A Novel Approach for Estimating Truck Factors
This work addresses a gap in software engineering by providing a practical method for assessing developer turnover risk, though it is incremental as it builds on an existing metric without fundamentally changing the field.
The authors tackled the lack of consensus and evidence for calculating Truck Factors (TF), a metric for knowledge concentration in software projects, by proposing an automated approach tested on 133 GitHub projects and surveying developers, finding that 65% of systems have TF <= 2 and 53% of survey responses positively validated their estimates.
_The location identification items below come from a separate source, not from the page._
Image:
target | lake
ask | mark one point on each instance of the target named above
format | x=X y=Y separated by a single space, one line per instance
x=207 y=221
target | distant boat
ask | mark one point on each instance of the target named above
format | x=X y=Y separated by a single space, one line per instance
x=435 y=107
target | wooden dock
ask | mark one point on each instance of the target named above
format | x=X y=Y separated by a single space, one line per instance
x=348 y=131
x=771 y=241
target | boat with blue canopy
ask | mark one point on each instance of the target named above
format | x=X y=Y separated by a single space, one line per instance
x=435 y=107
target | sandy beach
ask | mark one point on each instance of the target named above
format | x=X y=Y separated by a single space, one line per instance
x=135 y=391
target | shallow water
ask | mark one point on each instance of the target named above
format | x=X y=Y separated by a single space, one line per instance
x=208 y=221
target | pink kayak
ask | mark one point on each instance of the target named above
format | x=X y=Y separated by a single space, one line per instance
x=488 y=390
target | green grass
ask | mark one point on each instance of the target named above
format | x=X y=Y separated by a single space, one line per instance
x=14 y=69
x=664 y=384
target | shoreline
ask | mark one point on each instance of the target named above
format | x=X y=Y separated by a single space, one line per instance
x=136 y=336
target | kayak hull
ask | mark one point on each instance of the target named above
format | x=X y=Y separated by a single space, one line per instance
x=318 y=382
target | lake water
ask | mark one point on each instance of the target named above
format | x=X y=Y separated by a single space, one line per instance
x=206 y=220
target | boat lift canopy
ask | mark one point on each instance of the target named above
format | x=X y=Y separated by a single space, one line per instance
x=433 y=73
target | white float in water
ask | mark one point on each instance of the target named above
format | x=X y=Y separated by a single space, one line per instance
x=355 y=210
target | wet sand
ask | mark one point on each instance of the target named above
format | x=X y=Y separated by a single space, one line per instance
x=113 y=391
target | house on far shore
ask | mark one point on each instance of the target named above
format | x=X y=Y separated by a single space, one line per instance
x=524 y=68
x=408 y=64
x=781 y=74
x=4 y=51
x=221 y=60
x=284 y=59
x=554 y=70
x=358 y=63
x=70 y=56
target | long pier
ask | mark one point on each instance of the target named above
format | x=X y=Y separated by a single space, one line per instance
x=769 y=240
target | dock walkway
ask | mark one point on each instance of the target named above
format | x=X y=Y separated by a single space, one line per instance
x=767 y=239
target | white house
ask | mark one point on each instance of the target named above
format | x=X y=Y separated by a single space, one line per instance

Truck Factor (TF) is a metric proposed by the agile community as a tool to identify concentration of knowledge in software development environments. It states the minimal number of developers that have to be hit by a truck (or quit) before a project is incapacitated. In other words, TF helps to measure how prepared is a project to deal with developer turnover. Despite its clear relevance, few studies explore this metric. Altogether there is no consensus about how to calculate it, and no supporting evidence backing estimates for systems in the wild. To mitigate both issues, we propose a novel (and automated) approach for estimating TF-values, which we execute against a corpus of 133 popular project in GitHub. We later survey developers as a means to assess the reliability of our results. Among others, we find that the majority of our target systems (65%) have TF <= 2. Surveying developers from 67 target systems provides confidence towards our estimates; in 84% of the valid answers we collect, developers agree or partially agree that the TF's authors are the main authors of their systems; in 53% we receive a positive or partially positive answer regarding our estimated truck factors.